La barre statistique des 7 milliards d'humains sur ce grain de poussière que l'on appelle Terre a été franchit ce lundi 31 octobre 2011. 7 milliards d'humains qui ne cessent de se défier, de se déchirer, de s'étriper pour quelques futilités territoriales, idéologiques, religieuses, et surtout pécuniaires.

Pourtant avec des prévisions démographiques de 9 milliards à l'aune de 2050, et plus de 10 à l'horizon 2100, l'humanité doit collectivement prendre des décisions qui ne relèvent pas moins de sa propre préservation :

Se nourrir n'est pas un défi insurmontable sauf à laisser les spéculateurs continuer à faire flamber les prix des denrées alimentaires et ne pas permettre une juste répartition.
Entre surconsommation et surproduction d'un côté et sous-alimentation d'un autre, l'agriculture actuelle pourrait largement permettre à la population mondiale de se nourrir si les circuits de l'agro-alimentaire n'étaient pas parasités par les transactions financières. Paradoxe d'autant plus déplorable que la majorité des actifs sur la planète sont des paysans ou travaillent dans le secteur agricole (45% de la population active) tout en restant ceux qui souffrent le plus de la faim.

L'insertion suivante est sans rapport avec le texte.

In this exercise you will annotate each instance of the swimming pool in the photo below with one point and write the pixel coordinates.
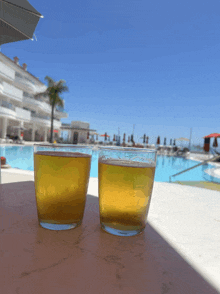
(22, 157)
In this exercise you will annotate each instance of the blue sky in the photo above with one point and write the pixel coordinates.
(155, 64)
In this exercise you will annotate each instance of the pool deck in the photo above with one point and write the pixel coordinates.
(187, 218)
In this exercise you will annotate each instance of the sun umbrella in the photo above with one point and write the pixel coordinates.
(213, 135)
(182, 139)
(18, 20)
(105, 135)
(215, 143)
(206, 146)
(158, 140)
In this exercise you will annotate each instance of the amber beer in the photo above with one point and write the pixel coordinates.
(125, 189)
(61, 182)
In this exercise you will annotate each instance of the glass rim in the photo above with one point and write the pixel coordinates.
(127, 149)
(62, 145)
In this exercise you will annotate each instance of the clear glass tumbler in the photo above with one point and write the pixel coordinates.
(126, 177)
(61, 175)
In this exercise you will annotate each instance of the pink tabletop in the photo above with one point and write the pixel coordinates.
(85, 259)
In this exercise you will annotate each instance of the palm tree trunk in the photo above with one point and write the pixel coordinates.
(51, 128)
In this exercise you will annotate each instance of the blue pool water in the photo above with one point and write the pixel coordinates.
(22, 157)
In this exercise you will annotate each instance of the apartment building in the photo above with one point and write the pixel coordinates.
(79, 132)
(20, 113)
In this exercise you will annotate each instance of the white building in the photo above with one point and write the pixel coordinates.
(20, 113)
(78, 132)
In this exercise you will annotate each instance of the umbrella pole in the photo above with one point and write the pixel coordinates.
(190, 139)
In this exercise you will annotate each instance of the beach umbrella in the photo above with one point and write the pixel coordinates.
(215, 143)
(105, 135)
(182, 139)
(213, 135)
(158, 140)
(206, 146)
(18, 20)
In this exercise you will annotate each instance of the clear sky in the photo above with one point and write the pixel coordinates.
(155, 64)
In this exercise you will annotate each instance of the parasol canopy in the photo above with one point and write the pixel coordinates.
(158, 140)
(18, 20)
(213, 135)
(215, 143)
(182, 139)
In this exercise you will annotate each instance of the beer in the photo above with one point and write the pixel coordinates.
(61, 182)
(125, 189)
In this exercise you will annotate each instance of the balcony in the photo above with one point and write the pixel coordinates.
(30, 101)
(7, 109)
(23, 114)
(10, 111)
(61, 114)
(6, 72)
(24, 83)
(11, 92)
(45, 120)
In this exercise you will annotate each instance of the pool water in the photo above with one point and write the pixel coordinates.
(22, 157)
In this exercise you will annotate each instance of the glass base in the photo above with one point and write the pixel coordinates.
(121, 232)
(58, 227)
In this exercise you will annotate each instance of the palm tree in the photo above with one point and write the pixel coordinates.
(53, 91)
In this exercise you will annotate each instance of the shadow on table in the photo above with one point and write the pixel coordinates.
(86, 258)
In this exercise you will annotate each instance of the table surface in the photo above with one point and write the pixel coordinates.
(89, 260)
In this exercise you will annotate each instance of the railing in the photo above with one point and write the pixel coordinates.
(7, 105)
(40, 116)
(192, 167)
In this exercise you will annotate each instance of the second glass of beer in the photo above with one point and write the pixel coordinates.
(61, 180)
(126, 177)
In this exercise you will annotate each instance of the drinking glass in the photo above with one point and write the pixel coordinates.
(125, 177)
(61, 175)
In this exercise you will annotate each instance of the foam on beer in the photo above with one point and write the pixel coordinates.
(62, 154)
(127, 163)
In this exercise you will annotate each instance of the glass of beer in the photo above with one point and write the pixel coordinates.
(61, 175)
(126, 178)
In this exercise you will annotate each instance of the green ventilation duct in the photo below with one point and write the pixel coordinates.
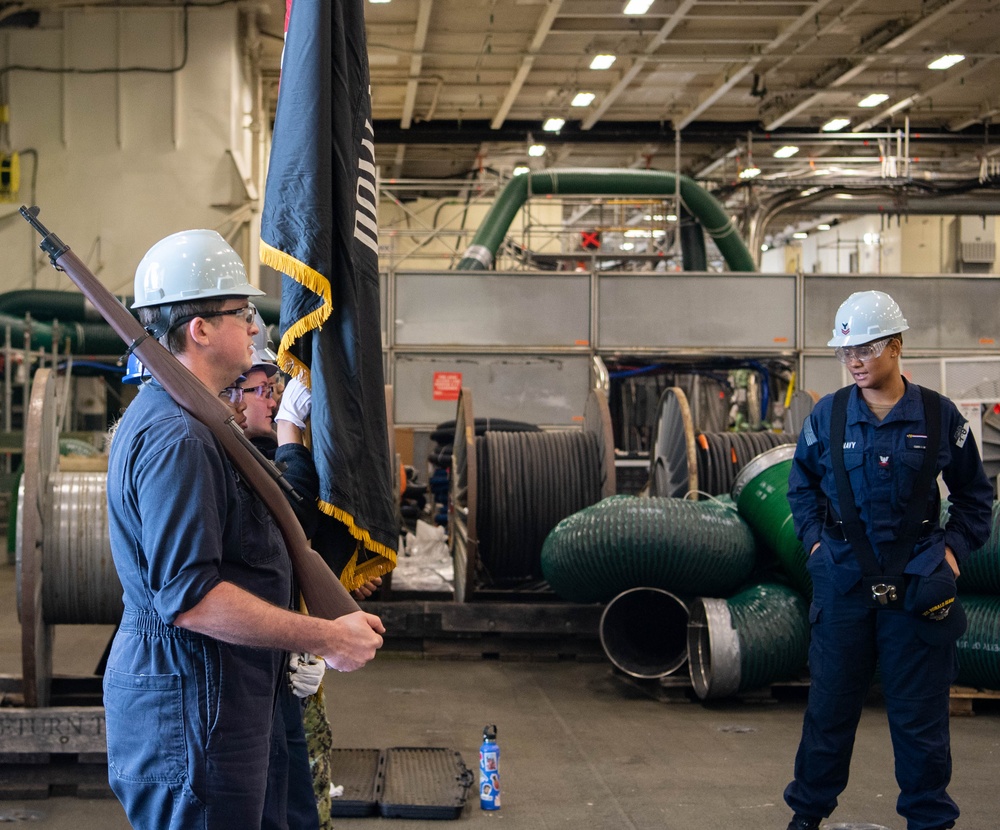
(622, 542)
(980, 572)
(699, 202)
(979, 647)
(761, 495)
(757, 637)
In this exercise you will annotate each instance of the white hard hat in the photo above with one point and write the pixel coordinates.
(190, 265)
(866, 316)
(264, 357)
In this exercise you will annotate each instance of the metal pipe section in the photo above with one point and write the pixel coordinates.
(757, 637)
(479, 256)
(689, 547)
(643, 632)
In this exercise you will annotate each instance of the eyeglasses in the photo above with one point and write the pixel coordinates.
(865, 352)
(264, 390)
(249, 311)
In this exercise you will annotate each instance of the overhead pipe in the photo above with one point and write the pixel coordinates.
(83, 338)
(61, 315)
(480, 255)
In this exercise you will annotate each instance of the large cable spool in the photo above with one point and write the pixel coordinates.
(761, 495)
(643, 632)
(978, 648)
(685, 462)
(65, 573)
(80, 585)
(757, 637)
(509, 489)
(687, 547)
(40, 442)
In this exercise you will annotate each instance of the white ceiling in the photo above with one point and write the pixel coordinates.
(460, 86)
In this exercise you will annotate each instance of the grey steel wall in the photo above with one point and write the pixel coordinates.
(524, 342)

Le défi agro-environnemental n'en reste pas moins incertain puisque cette production dite « intensive » est fortement polluante et doit donc impérativement laisser la place à une production raisonnée (sans pesticides, engrais et autres OGM) et donc moins productive (rendement moindre à l'hectare) tout en permettant d'alimenter les 9 milliards d'êtres humains d'ici à 2050. En privilégiant la production locale, en améliorant ses techniques non agressives (contre l'environnement) et recréant des systèmes réellement coopératifs (comme à la fin du XIXème siècle en France, aujourd'hui devenus plus ou moins l'anti-chambre de la spéculation) des solutions existent. Mais ces solutions vont évidement à l'encontre des intérêts très particulier de l'industrie agro-alimentaire et de leur bras politique que sont les gouvernements. Maintenir le peuple en état perpétuel de famine est bien plus confortable pour garantir son emprise sur lui et un pouvoir oligarchique !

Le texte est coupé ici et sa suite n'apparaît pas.